The 31-year-old war veteran was the keynote speaker at the annual event that honors men and women who served in the military. The ceremony also highlighted the opening of the Student Veterans Resource Center at the Crystal Lake-based community college.
“We live in the greatest country on earth, and it’s the greatest country on earth for a reason,” said Currier, who is paralyzed from the neck down and uses a wheelchair. “Veterans are the ones who deserve most of the credit for that. Many things exist because of the sacrifice they have made.”
The Poplar Grove resident joined the Marines after high school in 2000 and originally was deployed to Kuwait. Shortly after the 9/11 terrorist attacks, he was sent to Afghanistan as a part of Operation Enduring Freedom, and later Iraq as a platoon sergeant of a light armored reconnaissance battalion that led the way inland into the country as the war began.
“I was forced into a leadership role at a very young age,” Currier said. “No matter what, I tried to lead by example, and any one of us can do that, because it relates to all walks of life.”
Currier returned stateside in 2003 to Camp Pendleton, Calif., where his life changed in the blink of an eye. Three days after his return, he and a fellow Marine were struck by a driver who fell asleep at the wheel, their vehicle rolling about a dozen times into an embankment.
The accident left the Marine a quadriplegic.
Today, Currier is the founder and president of Oscar Mike, a Marengo company that sells American-made, military-themed T-shirts and apparel. A percentage of proceeds go to the Oscar Mike Foundation, a nonprofit portion of the company that sends disabled veterans to adaptive sporting events.
Oscar Mike is military radio jargon for “on the move.”
The Marengo-based nonprofit celebrates its two-year anniversary Monday.
“It’s kind of an ironic way of getting hurt, but it might have been a blessing is disguise,” Currier said. “I was pretty lucky to have even made it home. That’s the way my cards were dealt. I don’t ever look back with regret.”
Also speaking during the event was Ryan Blum, an Army veteran and president of the Military and Student Affairs Association at MCC.

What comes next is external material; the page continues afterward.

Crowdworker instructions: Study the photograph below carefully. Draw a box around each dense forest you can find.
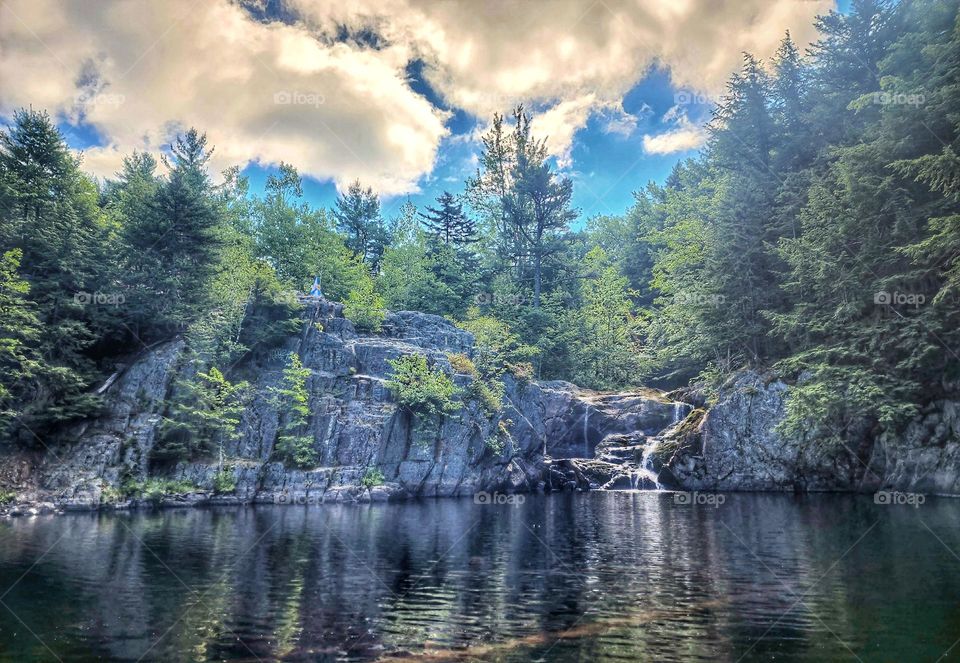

The 26-year-old served as an infantryman served a tour in Afghanistan and two tours in Iraq, and was a member of the 10th Mountain Division and worked in various roles as a machine gunner, team leader and squad leader.
He will transfer from MCC after the spring semester and enroll at the American University of Paris, where he will study international and global politics.
“It’s important for people to remember those who made the ultimate sacrifice,” Blum said. “It’s nice to be thanked and see a genuine interest in our experiences.”